Beynelmilel

 

 Kısa bir süre önce, ön kabullerimi bir kenara bırakarak, fragmanlarından bildiğim ve bu yüzden de hazzetmediğim Beynelmilel filmini seyretmeye karar verdim. Filmin başından sonuna kadar buram buram ‘şirin solculuk oyunu’ kokan sahnelerini izleyince, bu ön kabullerimde ne denli haklı olduğumu bir kez daha anladım.

 Beynelmilel, bir ‘12 Eylül ihtilali’ hikâyesi. Film 1980 ihtilalinin ardından, Adıyaman’ın bir kasabasında yaşanan trajikomik olayları konu ediyor. Gevende adı verilen yerel çalgıcıların ihtilal sonrası yaşadığı sorunların komedi-dram karışımı bir dille anlatıldığı filmde, sol argümanların yoğun bir biçimde kullanıldığı sahneler dikkat çekiyor. Cezmi Baskın’ın canlandırdığı Abuzer Yayladalı kentin tanınmış bir kemancısıdır.  Arkadaşlarıyla birlikte bir ekip kurar. Sokağa çıkma yasağının bulunduğu kasabada, bir ihbara dayanılarak gerçekleştirilen askeri baskında gözaltına alınırlar ve ilginç bir şekilde askerin orkestrası olarak işe başlarlar. Abuzer’in kızı Gülendam (Özgü Namal) ise kasabanın bıçkın delikanlısı ve aynı zamanda sıkı bir devrimci olan Haydar’a (Umut Kurt) sevdalıdır.
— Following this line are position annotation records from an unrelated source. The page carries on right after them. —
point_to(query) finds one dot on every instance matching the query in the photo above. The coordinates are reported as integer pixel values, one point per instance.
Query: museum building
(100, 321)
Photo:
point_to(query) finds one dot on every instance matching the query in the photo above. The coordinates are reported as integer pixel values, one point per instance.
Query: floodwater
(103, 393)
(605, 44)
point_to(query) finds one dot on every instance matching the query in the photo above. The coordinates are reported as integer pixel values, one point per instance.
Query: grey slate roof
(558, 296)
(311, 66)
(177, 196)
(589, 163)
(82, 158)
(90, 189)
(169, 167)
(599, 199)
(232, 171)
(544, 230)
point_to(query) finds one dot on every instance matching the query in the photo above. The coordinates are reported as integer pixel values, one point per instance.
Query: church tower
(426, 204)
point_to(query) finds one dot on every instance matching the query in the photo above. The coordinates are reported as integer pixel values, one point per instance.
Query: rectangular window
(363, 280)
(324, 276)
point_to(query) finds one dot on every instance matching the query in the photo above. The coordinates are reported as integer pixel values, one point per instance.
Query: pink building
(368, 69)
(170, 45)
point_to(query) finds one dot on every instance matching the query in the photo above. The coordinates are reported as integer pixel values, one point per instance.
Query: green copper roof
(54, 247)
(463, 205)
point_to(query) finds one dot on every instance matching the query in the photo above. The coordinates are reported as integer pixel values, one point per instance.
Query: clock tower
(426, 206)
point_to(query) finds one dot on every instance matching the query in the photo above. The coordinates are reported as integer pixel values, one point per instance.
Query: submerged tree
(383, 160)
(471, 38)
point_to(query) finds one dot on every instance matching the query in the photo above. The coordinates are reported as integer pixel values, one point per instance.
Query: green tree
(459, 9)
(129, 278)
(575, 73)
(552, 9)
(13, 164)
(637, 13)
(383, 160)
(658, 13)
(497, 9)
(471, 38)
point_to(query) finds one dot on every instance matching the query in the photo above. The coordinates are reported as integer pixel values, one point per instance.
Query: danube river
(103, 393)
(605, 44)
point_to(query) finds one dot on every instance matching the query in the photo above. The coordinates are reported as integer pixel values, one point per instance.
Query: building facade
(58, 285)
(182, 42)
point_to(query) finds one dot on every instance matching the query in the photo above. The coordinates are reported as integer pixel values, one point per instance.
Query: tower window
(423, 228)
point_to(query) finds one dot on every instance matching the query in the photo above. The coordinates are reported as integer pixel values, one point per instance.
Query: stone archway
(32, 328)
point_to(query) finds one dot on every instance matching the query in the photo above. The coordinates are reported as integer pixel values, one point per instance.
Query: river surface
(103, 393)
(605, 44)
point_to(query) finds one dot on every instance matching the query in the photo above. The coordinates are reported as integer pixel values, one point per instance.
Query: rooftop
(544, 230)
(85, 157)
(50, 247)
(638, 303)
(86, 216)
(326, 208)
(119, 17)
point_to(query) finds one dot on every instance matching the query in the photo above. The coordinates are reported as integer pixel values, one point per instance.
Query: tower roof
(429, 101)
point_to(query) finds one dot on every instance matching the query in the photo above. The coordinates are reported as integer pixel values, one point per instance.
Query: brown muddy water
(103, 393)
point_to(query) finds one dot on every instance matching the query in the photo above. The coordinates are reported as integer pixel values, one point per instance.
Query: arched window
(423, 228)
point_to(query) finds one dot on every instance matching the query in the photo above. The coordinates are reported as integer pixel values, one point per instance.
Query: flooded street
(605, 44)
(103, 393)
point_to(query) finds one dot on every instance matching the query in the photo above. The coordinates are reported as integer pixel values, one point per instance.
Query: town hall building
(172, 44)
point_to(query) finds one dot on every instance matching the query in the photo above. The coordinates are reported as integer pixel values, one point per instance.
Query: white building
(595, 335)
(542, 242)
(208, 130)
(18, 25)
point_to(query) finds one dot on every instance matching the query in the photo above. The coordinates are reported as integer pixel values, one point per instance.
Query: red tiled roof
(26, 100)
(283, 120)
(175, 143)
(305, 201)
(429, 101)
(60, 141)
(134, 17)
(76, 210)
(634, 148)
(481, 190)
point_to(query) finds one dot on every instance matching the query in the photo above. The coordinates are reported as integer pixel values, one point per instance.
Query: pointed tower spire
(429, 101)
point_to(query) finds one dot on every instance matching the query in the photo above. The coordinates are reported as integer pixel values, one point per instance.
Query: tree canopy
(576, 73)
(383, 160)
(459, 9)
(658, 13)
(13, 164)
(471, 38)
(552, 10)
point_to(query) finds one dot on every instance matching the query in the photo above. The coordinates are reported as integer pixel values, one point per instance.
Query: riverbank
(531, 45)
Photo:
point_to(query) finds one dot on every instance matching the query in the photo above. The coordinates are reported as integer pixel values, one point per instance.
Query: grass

Hikaye askeri orkestra ile genç aşıkların etrafında gelişir.

 Türk sinemasının çok tartışılan politik filmleri olan ve 12 Eylül askeri darbesini anlatan filmler, 12 Eylül süreci ve sonrasında yaşanan sosyal, siyasal, ekonomik ve politik gelişmeleri değişik yönleriyle tartışmayı amaçladılar. Kimi sert kimi daha itidalli bir üslupla çekilmiş bu filmler, belirli bir dünya görüşünün perspektifiyle olaya yaklaştıklarından amaçladıkları hedeften çok farklı noktalara geldiler. Neredeyse tamamına yakınını sol frekanslı yönetmenlerin çektiği filmler, bırakın sağlıklı bir 12 Eylül tartışması yapabilmeyi, bir çoğu sloganik ve politik tutuculuklarıyla marjinal birer gösteri olmaktan öteye geçemedi. Bazıları kendilerinden önce çekilmiş filmlerin tekrarı niteliği taşırken, büyük bir kısmında da kendilerinden önce çekilmiş filmlerden yoğun esintiler görmek hiç de zor değil.

 Öyle görünüyor ki Beynelmilel’in iki yönetmeni, Sırrı Süreyya Önder ve Muharrem Gülmez, önceki dönemlere ait siyasi filmlerin taşıdığı niteliklerden soyutlayamamışlar kendilerini. Samimi bir emeğin verildiği muhakkak. Film de bu hissi fazlasıyla veriyor zaten. Ben de sarf edilen emeği göz ardı etmeden, filmle ilgili birkaç gözlemimi sizlerle paylaşmak istiyorum;

 Birincisi; Kıvırcık saçlı, çokbilmiş solcu genç kahramanlardan gına geldi. Halkın sosyal yapısını küçümseyen bu bıçkın gençlerin boy göstermelerini izlemekten ziyadesiyle sıkıldık. Darbeye, cuntaya, baskıya, despotizme bir tek onlar karşıymış, darbe sürecinde yalnız onlar özgürlük ve insan haklarını savunmuşlar izlenimi vermek yönetmenin objektifliğine olduğu gibi filmin gerçekçiliğine de zarar veriyor. Bu konuda objektif ve ciddi bir yapıma hasret kalmışlığımız bir kez daha gün yüzüne çıkıyor.

İkincisi; Cezmi Baskın’ın ne denli başarılı bir oyuncu olduğu bir kez daha tescillenmiş oldu. Gerek fiziği ve gerekse sanatıyla Şener Şen’i andırdı bana. Komedi kadar hüzün de çok iyi duruyor üzerinde. Türkiye’nin değeri az bilinen oyuncularından birisi olduğu kesin. Filmi sırtlamış demek yanlış olmaz.

 Üçüncüsü; Böyle ciddi bir konuyu, komedi tarzıyla işlemeye çalışmak dışardan görüldüğü kadar kolay bir iş değil. Zaten film de bu konuda pek de başarılı bir örnek olmamış. Malzeme çok sağlam ama işçilik zayıf kalmış.